Se prohíben las ideas
Opinión

Se prohíben las ideas

Jaque mate

Tenemos un sistema electoral lleno de prohibiciones y perversiones. No sólo es muy caro y nos satura con una verdadera avalancha de anuncios de treinta segundos en radio y televisión, también impulsa la simulación e incluso la mentira.
Esto lo vimos muy claro en la llamada precampaña. Es un período que se creó para que los aspirantes a las candidaturas de los distintos partidos pudieran hacer campaña interna con miras participar en elecciones primarias. Sólo que ninguno de nuestros institutos partidistas es realmente democrático y no hubo un sólo proceso de votación interna para seleccionar a su contendiente. Todos seleccionaron a sus presidenciables mediante procesos cupulares.
Esto no impidió que los tres aspirantes principales aprovecharan el período para hacer campañas abiertas. Todos usaron los tiempos de radio y televisión de sus partidos para promoverse entre el público en general. Esta campaña se disfrazó de precampaña con una mentira con la que cerraban todos los spots: que los mensajes estaban dirigidos a los miembros de los partidos o a los participantes de las convenciones de cada uno de ellos. Supongo que el público que escuchaba esas emisoras de radio y televisión y que no pertenecía a esos grupos tenía la obligación de taparse los oídos.
Ahora estamos en un período de intercampaña.
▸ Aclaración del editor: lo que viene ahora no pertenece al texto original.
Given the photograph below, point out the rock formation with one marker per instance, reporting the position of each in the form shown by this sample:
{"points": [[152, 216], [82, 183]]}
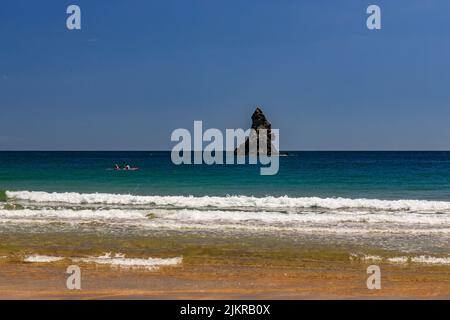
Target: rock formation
{"points": [[259, 121]]}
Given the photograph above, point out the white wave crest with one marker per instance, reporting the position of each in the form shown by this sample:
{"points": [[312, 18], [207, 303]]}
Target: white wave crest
{"points": [[119, 260], [41, 259], [247, 202]]}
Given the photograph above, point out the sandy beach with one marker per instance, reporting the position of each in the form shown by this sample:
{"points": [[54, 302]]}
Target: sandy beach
{"points": [[238, 276]]}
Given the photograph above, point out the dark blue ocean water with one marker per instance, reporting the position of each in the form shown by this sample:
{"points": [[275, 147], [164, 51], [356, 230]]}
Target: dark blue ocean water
{"points": [[381, 175]]}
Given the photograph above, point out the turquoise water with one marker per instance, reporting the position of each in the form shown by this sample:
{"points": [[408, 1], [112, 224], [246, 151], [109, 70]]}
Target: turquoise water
{"points": [[377, 175], [391, 201]]}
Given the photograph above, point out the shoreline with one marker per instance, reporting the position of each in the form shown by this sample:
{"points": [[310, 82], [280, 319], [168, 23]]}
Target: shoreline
{"points": [[310, 280]]}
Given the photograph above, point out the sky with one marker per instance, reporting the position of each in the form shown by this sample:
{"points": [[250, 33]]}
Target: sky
{"points": [[137, 70]]}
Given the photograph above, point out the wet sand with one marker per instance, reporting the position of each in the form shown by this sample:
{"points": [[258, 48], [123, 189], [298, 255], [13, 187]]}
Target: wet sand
{"points": [[309, 280]]}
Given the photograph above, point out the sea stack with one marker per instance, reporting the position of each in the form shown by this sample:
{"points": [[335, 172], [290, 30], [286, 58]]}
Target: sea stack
{"points": [[259, 121]]}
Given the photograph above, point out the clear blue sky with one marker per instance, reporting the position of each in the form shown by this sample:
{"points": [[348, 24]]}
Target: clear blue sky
{"points": [[139, 69]]}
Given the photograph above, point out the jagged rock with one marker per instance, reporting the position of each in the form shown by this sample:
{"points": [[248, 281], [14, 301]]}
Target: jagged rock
{"points": [[259, 121]]}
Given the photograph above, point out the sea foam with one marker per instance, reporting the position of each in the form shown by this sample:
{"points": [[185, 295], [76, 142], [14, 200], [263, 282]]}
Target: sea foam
{"points": [[242, 202]]}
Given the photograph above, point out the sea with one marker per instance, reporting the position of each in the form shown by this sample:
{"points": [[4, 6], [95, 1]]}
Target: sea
{"points": [[389, 206]]}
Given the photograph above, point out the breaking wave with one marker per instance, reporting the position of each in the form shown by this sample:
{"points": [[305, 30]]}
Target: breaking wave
{"points": [[230, 202], [115, 260]]}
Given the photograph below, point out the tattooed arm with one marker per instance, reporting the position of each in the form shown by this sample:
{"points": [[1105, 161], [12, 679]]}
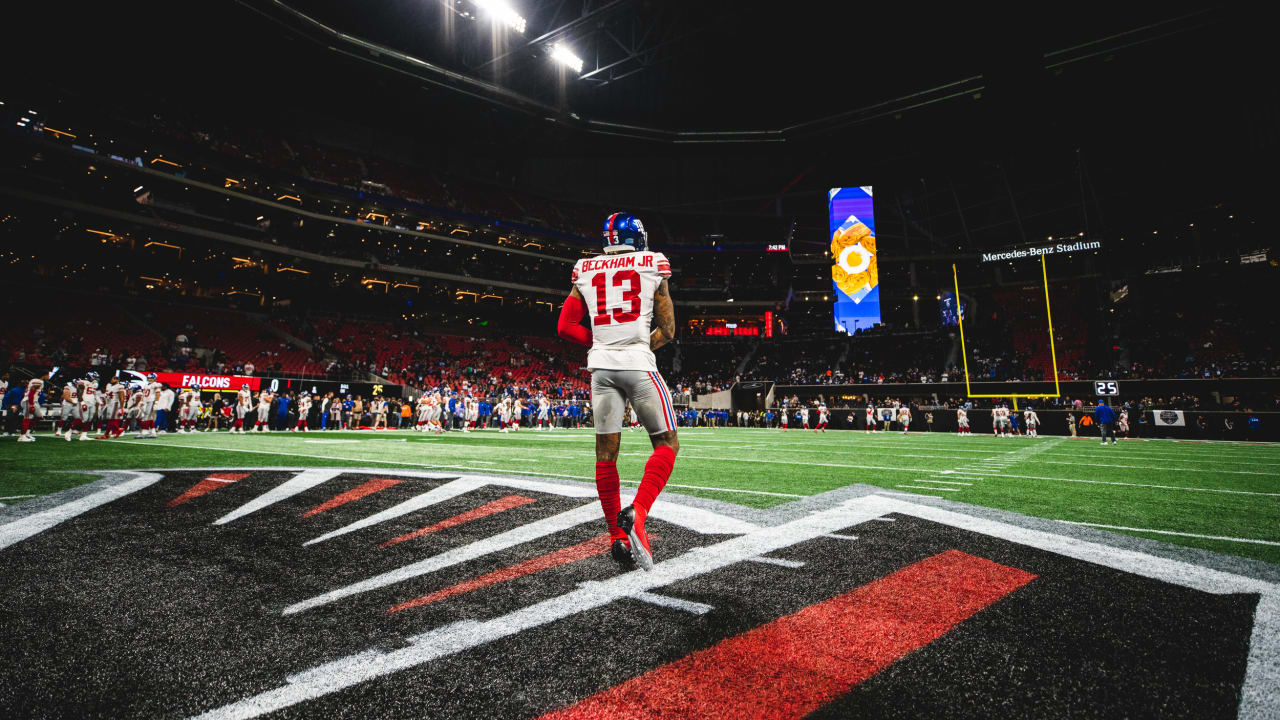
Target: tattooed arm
{"points": [[663, 318]]}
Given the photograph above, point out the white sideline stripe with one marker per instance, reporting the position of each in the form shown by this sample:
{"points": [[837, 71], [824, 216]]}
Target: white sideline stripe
{"points": [[1002, 475], [458, 637], [725, 490], [479, 548], [40, 522], [301, 482], [673, 602], [1169, 533], [433, 496], [778, 561]]}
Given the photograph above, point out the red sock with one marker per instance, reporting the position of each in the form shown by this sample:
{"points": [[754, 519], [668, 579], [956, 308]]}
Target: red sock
{"points": [[607, 487], [657, 470]]}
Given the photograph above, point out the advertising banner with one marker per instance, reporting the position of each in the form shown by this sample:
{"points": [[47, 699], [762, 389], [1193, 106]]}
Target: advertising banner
{"points": [[854, 269]]}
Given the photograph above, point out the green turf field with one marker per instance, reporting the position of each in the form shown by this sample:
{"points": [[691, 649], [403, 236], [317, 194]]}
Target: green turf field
{"points": [[1229, 492]]}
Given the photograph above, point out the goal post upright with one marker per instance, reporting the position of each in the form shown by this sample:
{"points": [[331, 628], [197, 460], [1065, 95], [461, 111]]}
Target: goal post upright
{"points": [[964, 352]]}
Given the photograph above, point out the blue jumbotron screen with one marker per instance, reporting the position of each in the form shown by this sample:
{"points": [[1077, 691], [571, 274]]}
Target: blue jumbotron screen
{"points": [[854, 272]]}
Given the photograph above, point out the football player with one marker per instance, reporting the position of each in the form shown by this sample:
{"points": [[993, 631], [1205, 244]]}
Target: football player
{"points": [[87, 405], [69, 417], [147, 409], [113, 410], [31, 408], [305, 410], [626, 294], [264, 410], [243, 406]]}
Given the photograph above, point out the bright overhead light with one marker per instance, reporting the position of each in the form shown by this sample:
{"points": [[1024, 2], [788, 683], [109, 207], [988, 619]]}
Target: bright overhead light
{"points": [[502, 12], [566, 57]]}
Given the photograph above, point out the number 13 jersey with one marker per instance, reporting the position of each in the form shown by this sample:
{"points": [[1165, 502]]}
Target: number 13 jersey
{"points": [[618, 291]]}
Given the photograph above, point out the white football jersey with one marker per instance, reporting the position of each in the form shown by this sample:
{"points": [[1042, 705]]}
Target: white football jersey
{"points": [[618, 291]]}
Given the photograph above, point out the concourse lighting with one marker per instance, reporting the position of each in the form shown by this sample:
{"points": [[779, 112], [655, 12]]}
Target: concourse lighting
{"points": [[502, 12], [563, 55]]}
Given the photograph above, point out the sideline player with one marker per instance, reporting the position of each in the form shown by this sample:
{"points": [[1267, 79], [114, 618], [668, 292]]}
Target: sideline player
{"points": [[1032, 420], [31, 408], [243, 405], [631, 315], [305, 413], [264, 410]]}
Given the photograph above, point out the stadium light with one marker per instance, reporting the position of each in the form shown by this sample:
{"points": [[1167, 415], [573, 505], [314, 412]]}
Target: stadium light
{"points": [[566, 57], [502, 12]]}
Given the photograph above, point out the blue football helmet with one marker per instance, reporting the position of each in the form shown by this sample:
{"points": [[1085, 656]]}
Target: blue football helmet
{"points": [[625, 232]]}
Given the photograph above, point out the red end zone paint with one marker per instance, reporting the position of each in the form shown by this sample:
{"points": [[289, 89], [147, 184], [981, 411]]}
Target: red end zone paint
{"points": [[368, 488], [563, 556], [794, 665], [206, 486], [474, 514]]}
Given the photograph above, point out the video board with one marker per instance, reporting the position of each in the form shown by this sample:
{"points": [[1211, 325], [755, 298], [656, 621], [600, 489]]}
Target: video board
{"points": [[854, 272]]}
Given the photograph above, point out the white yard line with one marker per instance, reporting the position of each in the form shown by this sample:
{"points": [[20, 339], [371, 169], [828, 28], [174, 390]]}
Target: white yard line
{"points": [[1169, 533]]}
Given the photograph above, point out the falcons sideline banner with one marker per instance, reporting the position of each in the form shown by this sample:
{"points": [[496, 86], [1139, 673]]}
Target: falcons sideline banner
{"points": [[208, 382]]}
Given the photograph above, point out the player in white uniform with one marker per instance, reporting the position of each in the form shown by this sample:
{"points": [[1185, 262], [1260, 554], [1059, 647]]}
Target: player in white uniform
{"points": [[133, 406], [113, 409], [264, 411], [188, 410], [87, 405], [1001, 420], [305, 411], [543, 413], [243, 406], [626, 296], [68, 418], [420, 413], [147, 409], [31, 409]]}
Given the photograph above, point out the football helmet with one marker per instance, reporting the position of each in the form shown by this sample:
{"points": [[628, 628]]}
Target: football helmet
{"points": [[625, 232]]}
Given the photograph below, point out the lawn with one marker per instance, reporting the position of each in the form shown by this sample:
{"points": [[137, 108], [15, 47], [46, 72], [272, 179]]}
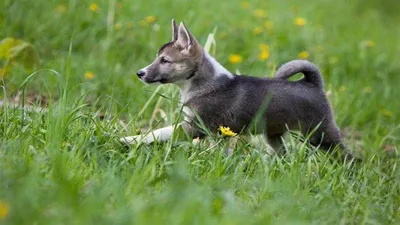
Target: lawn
{"points": [[69, 92]]}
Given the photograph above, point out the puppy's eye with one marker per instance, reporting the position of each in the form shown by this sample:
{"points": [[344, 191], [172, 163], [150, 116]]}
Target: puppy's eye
{"points": [[163, 60]]}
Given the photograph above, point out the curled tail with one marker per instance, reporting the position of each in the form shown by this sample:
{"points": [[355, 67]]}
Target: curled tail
{"points": [[310, 71]]}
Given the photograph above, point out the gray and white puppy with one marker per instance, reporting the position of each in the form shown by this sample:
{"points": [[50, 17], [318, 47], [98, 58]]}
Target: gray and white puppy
{"points": [[218, 97]]}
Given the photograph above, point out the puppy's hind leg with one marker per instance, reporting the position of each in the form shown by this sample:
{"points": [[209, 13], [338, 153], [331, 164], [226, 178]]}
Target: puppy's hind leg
{"points": [[276, 142]]}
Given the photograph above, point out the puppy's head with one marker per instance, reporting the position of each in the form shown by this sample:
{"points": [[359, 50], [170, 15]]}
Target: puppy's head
{"points": [[176, 60]]}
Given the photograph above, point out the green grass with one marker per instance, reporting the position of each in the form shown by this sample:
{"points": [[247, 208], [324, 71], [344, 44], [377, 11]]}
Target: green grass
{"points": [[66, 166]]}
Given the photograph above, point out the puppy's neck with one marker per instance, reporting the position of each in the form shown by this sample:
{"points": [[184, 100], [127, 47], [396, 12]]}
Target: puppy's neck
{"points": [[208, 76]]}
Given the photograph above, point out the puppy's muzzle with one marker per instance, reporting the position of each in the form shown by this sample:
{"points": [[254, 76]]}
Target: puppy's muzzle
{"points": [[141, 73]]}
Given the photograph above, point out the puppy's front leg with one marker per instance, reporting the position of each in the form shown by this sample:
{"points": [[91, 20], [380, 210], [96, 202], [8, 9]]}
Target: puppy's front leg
{"points": [[162, 134]]}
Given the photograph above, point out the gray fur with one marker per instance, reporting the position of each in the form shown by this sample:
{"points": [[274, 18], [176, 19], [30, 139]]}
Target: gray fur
{"points": [[222, 99]]}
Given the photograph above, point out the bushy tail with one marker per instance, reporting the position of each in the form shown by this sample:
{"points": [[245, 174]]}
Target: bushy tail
{"points": [[310, 71]]}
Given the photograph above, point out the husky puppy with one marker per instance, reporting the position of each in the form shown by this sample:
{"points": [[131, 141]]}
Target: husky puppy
{"points": [[212, 94]]}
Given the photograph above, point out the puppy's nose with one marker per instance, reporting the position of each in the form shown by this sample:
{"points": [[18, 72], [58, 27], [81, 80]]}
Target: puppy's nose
{"points": [[141, 73]]}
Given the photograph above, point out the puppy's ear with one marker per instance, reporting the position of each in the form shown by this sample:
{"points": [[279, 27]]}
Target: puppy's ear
{"points": [[174, 30], [185, 39]]}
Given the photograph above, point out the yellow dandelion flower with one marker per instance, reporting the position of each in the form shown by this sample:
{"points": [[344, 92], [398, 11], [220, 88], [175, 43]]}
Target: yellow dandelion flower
{"points": [[94, 7], [257, 30], [4, 210], [264, 47], [245, 5], [226, 131], [300, 21], [61, 8], [269, 25], [118, 26], [304, 55], [89, 75], [129, 25], [235, 59], [386, 113], [264, 55], [259, 13]]}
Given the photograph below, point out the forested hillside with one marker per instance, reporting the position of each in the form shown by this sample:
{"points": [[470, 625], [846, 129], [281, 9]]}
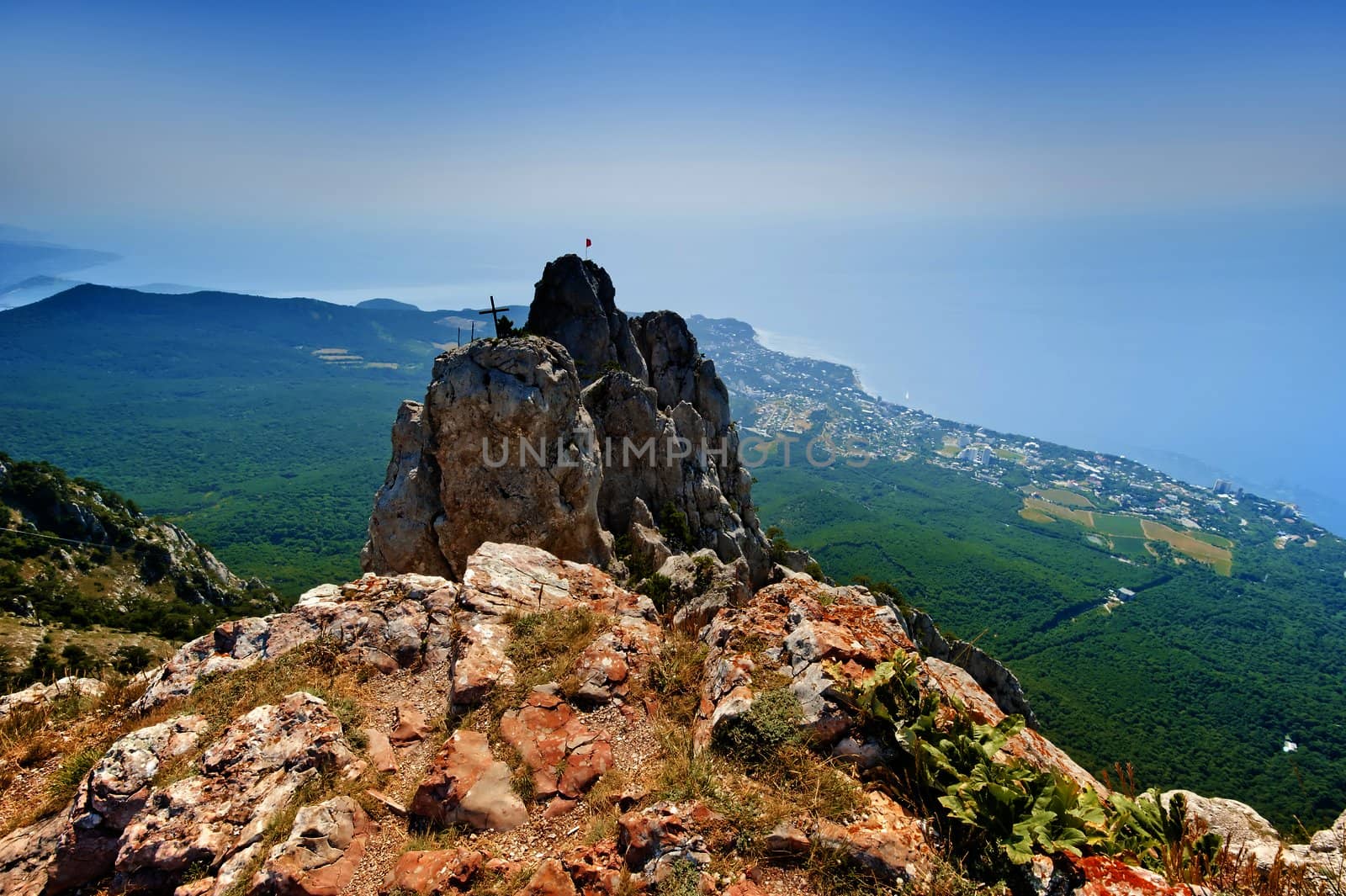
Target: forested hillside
{"points": [[257, 424], [1198, 680]]}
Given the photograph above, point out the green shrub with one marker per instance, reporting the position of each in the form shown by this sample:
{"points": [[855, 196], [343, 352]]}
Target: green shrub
{"points": [[675, 528], [767, 727], [659, 588]]}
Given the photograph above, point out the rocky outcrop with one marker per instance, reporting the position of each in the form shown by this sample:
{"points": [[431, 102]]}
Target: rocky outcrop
{"points": [[120, 825], [506, 446], [93, 541], [562, 752], [575, 305], [989, 674], [215, 819], [322, 852], [407, 510], [435, 872], [821, 639], [520, 759], [469, 786]]}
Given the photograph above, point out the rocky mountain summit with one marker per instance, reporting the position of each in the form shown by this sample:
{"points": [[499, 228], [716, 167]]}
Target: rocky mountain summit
{"points": [[578, 435], [536, 728], [76, 554], [513, 701]]}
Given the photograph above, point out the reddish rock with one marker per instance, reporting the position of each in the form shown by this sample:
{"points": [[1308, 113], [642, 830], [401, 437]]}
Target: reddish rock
{"points": [[411, 725], [559, 808], [321, 856], [745, 888], [469, 786], [663, 833], [549, 880], [1029, 745], [564, 755], [1105, 876], [596, 868], [435, 872]]}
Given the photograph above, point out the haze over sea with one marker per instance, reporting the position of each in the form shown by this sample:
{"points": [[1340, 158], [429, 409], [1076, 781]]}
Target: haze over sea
{"points": [[1114, 228]]}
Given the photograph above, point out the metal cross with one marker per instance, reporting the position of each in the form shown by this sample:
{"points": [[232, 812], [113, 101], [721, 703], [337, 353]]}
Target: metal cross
{"points": [[495, 312]]}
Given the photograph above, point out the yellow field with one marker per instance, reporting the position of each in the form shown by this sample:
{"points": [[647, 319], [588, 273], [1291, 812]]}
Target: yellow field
{"points": [[1065, 496], [1081, 517], [1218, 557]]}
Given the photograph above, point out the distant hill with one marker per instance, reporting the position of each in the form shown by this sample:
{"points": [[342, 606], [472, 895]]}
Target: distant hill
{"points": [[34, 289], [257, 424], [387, 305], [1150, 620], [24, 255], [76, 556]]}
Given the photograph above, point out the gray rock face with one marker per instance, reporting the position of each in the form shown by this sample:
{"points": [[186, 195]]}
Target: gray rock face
{"points": [[407, 509], [511, 448], [994, 677], [668, 443], [508, 448], [575, 305]]}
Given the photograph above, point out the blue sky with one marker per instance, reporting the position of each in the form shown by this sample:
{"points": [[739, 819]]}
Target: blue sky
{"points": [[1114, 226]]}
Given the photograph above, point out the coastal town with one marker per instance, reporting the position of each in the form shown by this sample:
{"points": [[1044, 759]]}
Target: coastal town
{"points": [[821, 412]]}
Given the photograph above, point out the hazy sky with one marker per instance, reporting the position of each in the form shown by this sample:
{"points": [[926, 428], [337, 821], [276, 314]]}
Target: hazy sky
{"points": [[1081, 222]]}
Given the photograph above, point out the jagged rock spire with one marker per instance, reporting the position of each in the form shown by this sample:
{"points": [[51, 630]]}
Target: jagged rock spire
{"points": [[652, 424]]}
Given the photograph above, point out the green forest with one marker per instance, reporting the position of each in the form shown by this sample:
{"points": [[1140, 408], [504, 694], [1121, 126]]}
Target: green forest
{"points": [[215, 412], [1197, 681], [219, 413]]}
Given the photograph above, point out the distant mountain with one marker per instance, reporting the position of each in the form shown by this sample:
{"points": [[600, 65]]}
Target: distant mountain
{"points": [[1179, 628], [76, 554], [257, 424], [24, 256], [168, 289], [34, 289], [387, 305]]}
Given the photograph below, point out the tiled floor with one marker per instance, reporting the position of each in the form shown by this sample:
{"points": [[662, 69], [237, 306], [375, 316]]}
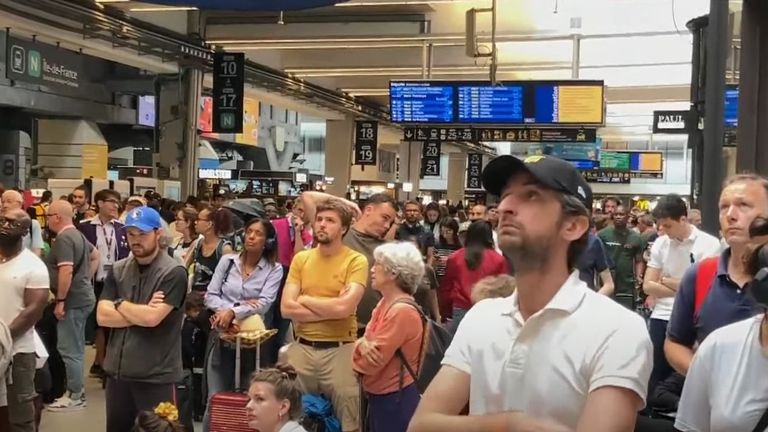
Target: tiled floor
{"points": [[91, 419]]}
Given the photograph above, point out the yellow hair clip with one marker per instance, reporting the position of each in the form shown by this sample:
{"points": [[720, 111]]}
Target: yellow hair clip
{"points": [[167, 411]]}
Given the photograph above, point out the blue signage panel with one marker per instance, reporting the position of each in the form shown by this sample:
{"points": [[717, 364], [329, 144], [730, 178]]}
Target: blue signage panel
{"points": [[421, 102], [732, 107], [249, 5], [491, 104]]}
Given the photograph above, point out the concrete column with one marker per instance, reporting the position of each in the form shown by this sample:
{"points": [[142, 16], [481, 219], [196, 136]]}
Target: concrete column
{"points": [[339, 146], [457, 176], [410, 168]]}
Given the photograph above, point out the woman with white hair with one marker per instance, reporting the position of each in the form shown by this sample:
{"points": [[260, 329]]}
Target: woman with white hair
{"points": [[393, 336]]}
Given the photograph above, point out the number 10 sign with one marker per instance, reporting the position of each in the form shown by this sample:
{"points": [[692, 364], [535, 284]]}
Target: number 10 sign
{"points": [[366, 142], [228, 92]]}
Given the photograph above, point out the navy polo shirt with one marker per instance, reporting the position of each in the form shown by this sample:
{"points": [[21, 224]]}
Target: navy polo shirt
{"points": [[593, 261], [726, 303]]}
Nadie sabe con certeza cuáles son las reglas que rigen en este lapso. Los consejeros del Instituto Nacional Electoral han apuntado que no se trata de un período de mordaza o de silencio. Los candidatos pueden ser invitados a entrevistas en programas de radio y televisión, por ejemplo, siempre y cuando no hagan proselitismo ni llamados al voto. Pero ¿de qué puede hablar uno con un candidato en un medio de comunicación si éste no puede expresar sus ideas o tratar de convencer a los votantes de sufragar por él?
Realmente hemos construido un pésimo sistema electoral. Lo ideal sería que no existiera ninguna de estas restricciones. Es muy difícil adivinar qué se puede hacer y qué no en un período como éste. Lo peor de todo es que el INE y los tribunales electorales suelen tener al final interpretaciones distintas de una ley hecha confusa adrede por los legisladores, quizá para permitir que los miembros de sus partidos encuentren cómo darle después la vuelta a la ley.
Desde hace mucho tiempo, los ciudadanos deberíamos haber estado escuchando las propuestas de los presidenciables, pero no en anuncios de treinta segundos sino en programas más prolongados que permitieran el análisis detallado de las ideas. Recuerdo que en las elecciones de 2006 Andrés Manuel López Obrador prefería contratar espacios prolongados en los medios de comunicación y no limitarse a los spots con el propósito de ofrecer explicaciones detalladas de, por ejemplo, su programa económico.
Que los candidatos puedan aparecer en programas de radio y televisión siempre y cuando no expresen ideas de fondo o no traten de convencer a los ciudadanos de que son las personas más idóneas para ocupar los cargos por los que están contendiendo, me parece no sólo un desperdicio sino una estupidez.
Los legisladores que hicieron esta ley quisieron tener un sistema político sin ideas. Toda la argumentación para la construcción del país del futuro debe poder expresarse en anuncios de sólo 30 segundos. No hay ningún deseo de generar la discusión prolongada que nuestra nación merece.
Quizá los mexicanos no deberíamos quejarnos. Tenemos los políticos que nuestro sistema nos permite. Malos, faltos de ideas y corruptos.